PENGATURAN DAN MEKANISME PRAPERADILAN DALAM HUKUM POSITIF
Oleh
Advokat
Pertanyaan:
Bagaimana pengaturan Praperadilan dan mekanismenya dalam hukum positif kita?
Pembahasan:
Kata praperadilan bagi kalangan praktisi hukum terus menerus diperbincangkan dalam diskursus hukum pidana di Indonesia. Terlebih pasca Mahkamah Konstitusi (MK) dalam putusan perkara nomor 21/PUU-XII/2014 perihal pengujian Undang–Undang (UU) No 8 Tahun 1981 tentang Hukum Acara Pidana (KUHAP) terhadap UUD Tahun 1945 yang menegaskan penetapan tersangka masuk lingkup praperadilan.

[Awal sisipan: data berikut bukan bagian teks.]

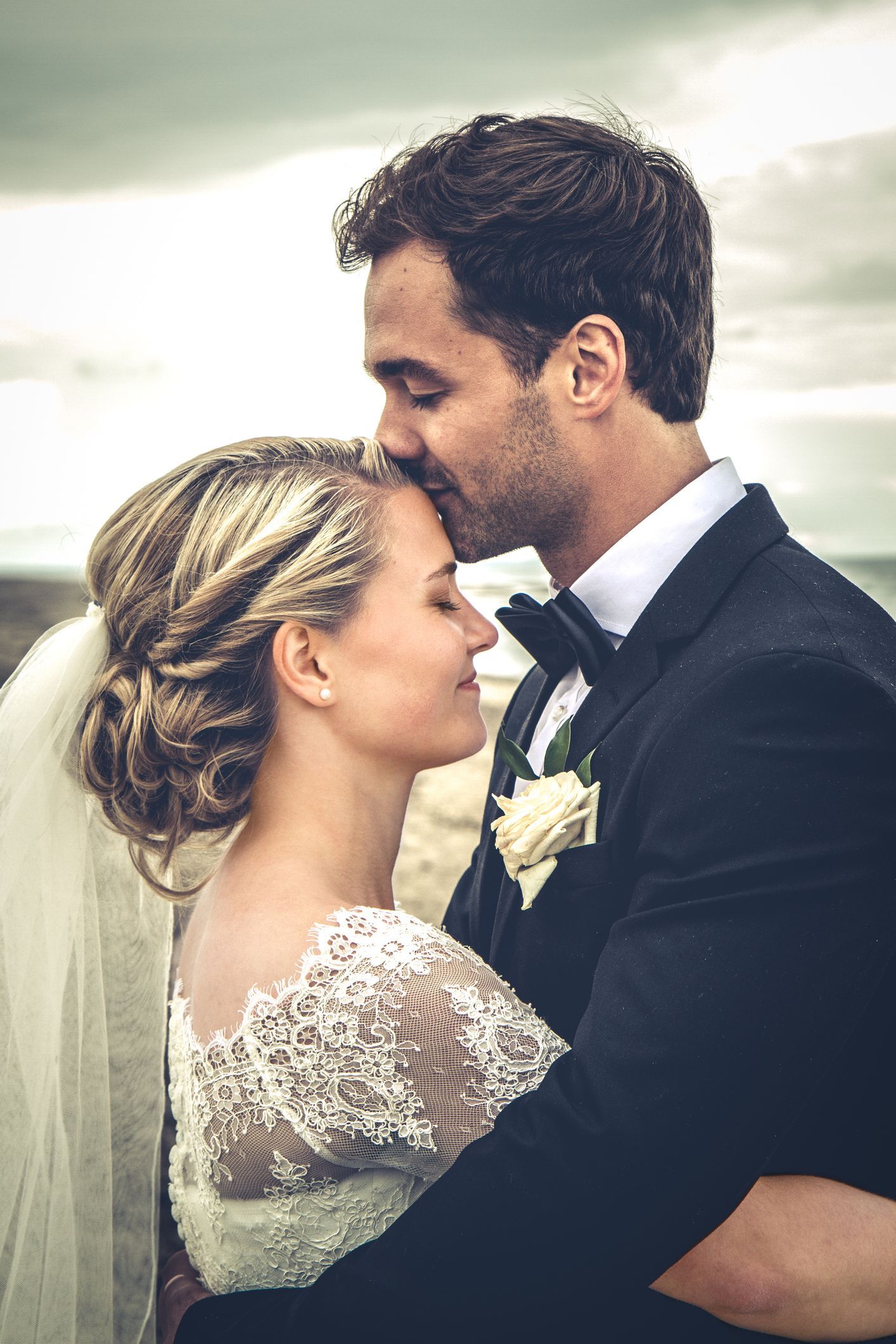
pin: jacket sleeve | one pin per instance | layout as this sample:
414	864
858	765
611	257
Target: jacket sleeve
762	918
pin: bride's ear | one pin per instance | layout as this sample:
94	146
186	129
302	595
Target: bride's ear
300	658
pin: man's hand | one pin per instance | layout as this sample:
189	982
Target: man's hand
802	1257
181	1288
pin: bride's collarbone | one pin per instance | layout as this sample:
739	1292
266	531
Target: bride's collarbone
231	950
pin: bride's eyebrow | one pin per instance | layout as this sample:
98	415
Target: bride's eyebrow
449	568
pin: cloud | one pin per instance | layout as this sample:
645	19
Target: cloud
104	94
808	288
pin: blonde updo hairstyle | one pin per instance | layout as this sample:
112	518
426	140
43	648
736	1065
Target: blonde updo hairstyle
195	573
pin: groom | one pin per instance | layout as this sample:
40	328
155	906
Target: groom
539	314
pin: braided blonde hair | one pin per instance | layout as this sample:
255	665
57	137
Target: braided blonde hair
195	573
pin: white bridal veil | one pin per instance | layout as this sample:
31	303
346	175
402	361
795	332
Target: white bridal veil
84	976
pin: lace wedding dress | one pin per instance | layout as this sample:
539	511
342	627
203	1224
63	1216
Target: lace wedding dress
342	1096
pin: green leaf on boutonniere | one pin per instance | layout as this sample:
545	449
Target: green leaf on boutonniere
584	769
555	758
515	757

Pasca putusan MK tersebut sudah tentu terhadap seseorang yang telah ditetapkan sebagai tersangka dapat mengajukan praperadilan, pastinya disertai alasan yang jelas sebagaimana ketentuan peraturan perUndang-Undangan. Konkritnya praperadilan intinya untuk memeriksa kebenaran (a) sah atau tidaknya penangkapan, penahanan, penghentian penyidikan atau penghentian penuntutan, (b) ganti kerugian dan atau rehabilitasi bagi seorang yang perkara pidananya dihentikan pada tingkat penyidikan atau penuntutan. Kemudian Mahkamah Konstitusi (MK) dalam putusannya menambahkan satu obyek lagi yang dapat diperiksa dalam praperadilan ini, yaitu (c) penetapan status seseorang menjadi tersangka. (Luhut MP Pangaribuan: 2017).
Bagaimana Pengaturannya?
Dalam sistem hukum pidana terdapat asas due process of law yakni sebuah prinsip yang paling fundamental dan wajib dijunjung tinggi dalam tata cara proses peradilan untuk menjamin dan melindungi harkat dan martabat manusia. Idealnya proses peradilan pidana harus dilakukan dengan cepat, sederhana dan biaya ringan serta bebas, jujur dan tidak memihak harus diterapkan secara konsekuen dalam seluruh tingkat peradilan sebagaimana dinyatakan di dalam KUHAP.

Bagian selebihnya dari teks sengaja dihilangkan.